L’affermazione di Alemanno, riferita agli ultimi interventi del governo in materia di città metropolitane (l. 42 del 2009), è vera se si considera la questione solamente da un punto di vista legislativo. La prima legge che disciplina e introduce nell’ordinamento italiano le Città metropolitane è stata infatti la legge n. 142 del 8 giugno 1990, “Ordinamento delle autonomie locali”, in cui si è riconosciuto ufficialmente il ruolo di Città metropolitana ai Comuni di Torino, Milano, Venezia, Genova, Bologna, Firenze, Roma, Bari e Napoli e con la quale la Regione è stata autorizzata a “procedere alla delimitazione territoriale di ciascuna area metropolitana, sentiti i Comuni e le Province interessate, entro un anno dalla data di entrata della legge”. Tale provvedimento è stato modificato dalla legge n. 265 del 1999 e la n. 267 del 2000, “Testo Unico delle leggi sull’ordinamento degli enti locali”, che ha introdotto nuove modalità istitutive delle Città metropolitane.
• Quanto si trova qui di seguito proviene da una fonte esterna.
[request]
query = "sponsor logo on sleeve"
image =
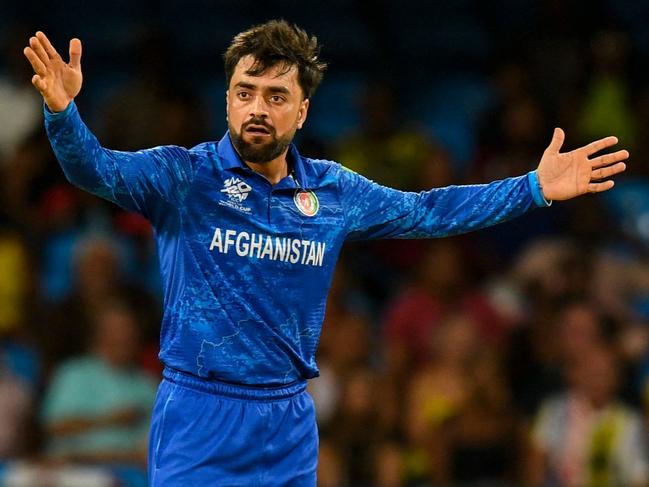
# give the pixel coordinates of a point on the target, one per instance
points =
(237, 191)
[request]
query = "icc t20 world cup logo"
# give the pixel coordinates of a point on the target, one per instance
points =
(307, 202)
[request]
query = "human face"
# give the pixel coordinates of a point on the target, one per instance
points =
(264, 111)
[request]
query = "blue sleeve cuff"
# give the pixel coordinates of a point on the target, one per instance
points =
(50, 116)
(537, 191)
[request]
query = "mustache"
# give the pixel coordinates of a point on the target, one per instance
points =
(258, 121)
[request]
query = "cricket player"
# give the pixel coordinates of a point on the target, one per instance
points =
(248, 232)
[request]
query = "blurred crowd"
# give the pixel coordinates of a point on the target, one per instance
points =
(518, 355)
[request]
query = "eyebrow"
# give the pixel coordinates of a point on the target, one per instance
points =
(272, 89)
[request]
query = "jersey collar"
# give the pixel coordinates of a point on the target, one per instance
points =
(230, 160)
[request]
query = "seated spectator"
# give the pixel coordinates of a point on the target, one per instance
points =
(96, 409)
(587, 437)
(459, 419)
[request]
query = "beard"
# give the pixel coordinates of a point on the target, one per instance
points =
(259, 151)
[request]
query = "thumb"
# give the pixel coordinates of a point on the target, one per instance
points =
(557, 141)
(75, 53)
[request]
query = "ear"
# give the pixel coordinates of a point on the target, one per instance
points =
(302, 113)
(227, 104)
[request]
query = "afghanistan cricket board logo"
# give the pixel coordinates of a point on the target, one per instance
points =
(307, 202)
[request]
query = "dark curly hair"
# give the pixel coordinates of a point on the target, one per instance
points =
(278, 43)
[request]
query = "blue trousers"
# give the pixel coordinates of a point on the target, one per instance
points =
(206, 433)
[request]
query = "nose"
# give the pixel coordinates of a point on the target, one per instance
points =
(259, 108)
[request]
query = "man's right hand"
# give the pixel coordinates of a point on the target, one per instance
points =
(59, 82)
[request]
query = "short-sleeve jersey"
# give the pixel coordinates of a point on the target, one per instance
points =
(246, 265)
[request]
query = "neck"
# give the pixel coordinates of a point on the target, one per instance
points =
(274, 170)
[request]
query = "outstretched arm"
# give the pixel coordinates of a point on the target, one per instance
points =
(374, 211)
(144, 181)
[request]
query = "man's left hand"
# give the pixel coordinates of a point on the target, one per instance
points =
(564, 175)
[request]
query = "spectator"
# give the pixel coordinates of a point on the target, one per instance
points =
(587, 437)
(96, 408)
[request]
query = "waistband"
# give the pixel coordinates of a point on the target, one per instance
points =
(234, 391)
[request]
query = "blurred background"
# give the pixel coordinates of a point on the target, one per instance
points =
(518, 355)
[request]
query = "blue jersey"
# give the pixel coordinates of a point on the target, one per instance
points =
(246, 265)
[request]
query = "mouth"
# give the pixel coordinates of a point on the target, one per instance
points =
(257, 130)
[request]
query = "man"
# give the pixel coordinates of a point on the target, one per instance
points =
(587, 436)
(248, 232)
(97, 406)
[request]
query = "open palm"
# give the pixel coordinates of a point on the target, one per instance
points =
(59, 82)
(566, 175)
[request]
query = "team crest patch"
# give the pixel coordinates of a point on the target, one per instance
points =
(307, 202)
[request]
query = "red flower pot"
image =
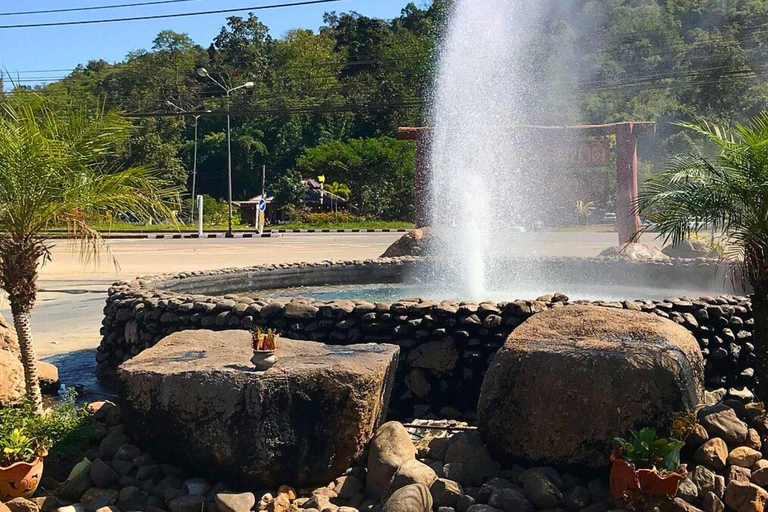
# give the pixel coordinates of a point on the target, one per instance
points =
(624, 478)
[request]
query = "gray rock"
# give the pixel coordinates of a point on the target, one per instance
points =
(102, 475)
(721, 421)
(410, 472)
(411, 498)
(193, 503)
(540, 490)
(688, 491)
(74, 489)
(711, 503)
(191, 409)
(511, 499)
(235, 502)
(110, 445)
(196, 486)
(468, 449)
(576, 498)
(445, 493)
(390, 448)
(527, 409)
(704, 478)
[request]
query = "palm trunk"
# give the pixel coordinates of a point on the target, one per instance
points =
(21, 320)
(760, 337)
(18, 275)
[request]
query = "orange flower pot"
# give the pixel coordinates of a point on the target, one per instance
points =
(20, 480)
(625, 478)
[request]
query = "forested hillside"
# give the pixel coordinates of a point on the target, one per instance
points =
(320, 96)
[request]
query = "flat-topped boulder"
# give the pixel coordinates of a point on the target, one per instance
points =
(569, 380)
(195, 399)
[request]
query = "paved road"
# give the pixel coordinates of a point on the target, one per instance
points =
(69, 312)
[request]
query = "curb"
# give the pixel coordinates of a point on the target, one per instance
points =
(336, 231)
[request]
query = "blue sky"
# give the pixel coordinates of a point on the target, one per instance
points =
(57, 48)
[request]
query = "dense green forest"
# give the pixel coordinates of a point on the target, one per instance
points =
(330, 101)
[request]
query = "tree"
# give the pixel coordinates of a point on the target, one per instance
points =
(56, 167)
(728, 192)
(379, 172)
(289, 190)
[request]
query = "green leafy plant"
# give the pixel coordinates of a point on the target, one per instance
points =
(25, 435)
(17, 447)
(645, 451)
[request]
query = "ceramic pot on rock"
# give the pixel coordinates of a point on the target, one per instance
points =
(20, 480)
(264, 359)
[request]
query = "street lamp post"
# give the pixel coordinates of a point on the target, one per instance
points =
(229, 90)
(194, 160)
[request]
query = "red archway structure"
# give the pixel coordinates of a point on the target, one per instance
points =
(627, 135)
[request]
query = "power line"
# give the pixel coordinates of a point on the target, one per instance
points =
(95, 8)
(166, 16)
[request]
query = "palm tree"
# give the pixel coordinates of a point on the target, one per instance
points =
(728, 192)
(55, 169)
(336, 190)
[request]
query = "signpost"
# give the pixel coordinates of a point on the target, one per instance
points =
(261, 218)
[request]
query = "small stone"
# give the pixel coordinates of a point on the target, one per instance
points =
(745, 497)
(712, 454)
(102, 475)
(540, 490)
(744, 457)
(739, 474)
(111, 444)
(445, 493)
(196, 486)
(753, 440)
(704, 478)
(22, 505)
(347, 486)
(721, 421)
(711, 503)
(576, 498)
(190, 503)
(411, 498)
(688, 490)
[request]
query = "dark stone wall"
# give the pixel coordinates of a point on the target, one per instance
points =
(445, 347)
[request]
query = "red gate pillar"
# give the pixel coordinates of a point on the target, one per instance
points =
(627, 220)
(421, 181)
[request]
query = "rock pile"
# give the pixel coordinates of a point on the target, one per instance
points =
(447, 469)
(445, 347)
(570, 380)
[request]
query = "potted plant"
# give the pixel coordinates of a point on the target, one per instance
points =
(264, 346)
(645, 467)
(26, 438)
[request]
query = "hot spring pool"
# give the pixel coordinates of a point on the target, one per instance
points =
(394, 292)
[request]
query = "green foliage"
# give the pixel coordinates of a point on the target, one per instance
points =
(379, 172)
(728, 193)
(59, 166)
(644, 450)
(24, 436)
(289, 190)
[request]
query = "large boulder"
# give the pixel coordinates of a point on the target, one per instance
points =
(12, 384)
(569, 380)
(634, 252)
(413, 243)
(196, 400)
(691, 248)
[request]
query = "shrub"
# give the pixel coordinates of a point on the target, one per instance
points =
(63, 430)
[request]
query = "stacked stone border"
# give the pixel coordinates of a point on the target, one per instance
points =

Nella Costituzione le città metropolitane fanno la loro comparsa nel 2001, con l’approvazione della legge costituzionale n.3 del 2001, che all’art. 1 riscrive l’articolo 114 della Costituzone stabilendo che “La Repubblica [italiana] è costituita dai Comuni, dalle Province, dalle Città metropolitane, dalle Regioni e dallo Stato.”
Tuttavia, se consideriamo la questione delle Città metropolitane e della riforma degli enti locali in senso più ampio, dobbiamo riconoscere che essa è entrata a far parte del dibattito pubblico e governativo già da molto prima degli anni ’90, come dimostrano il progetto di legge presentato dal deputato liberale Malagodi alla fine degli anni ’50, in cui si propone la riforma in senso metropolitano della Provincia di Milano, e la proposta di riforma dell’Ordinamento delle Autonomie Locali avanzata in parlamento negli ’80.
Insomma, vent’anni sì, ma solo ufficialmente: l’ “improvvisata” riforma risale agli anni ’60… “C’eri quasi”, Alemanno!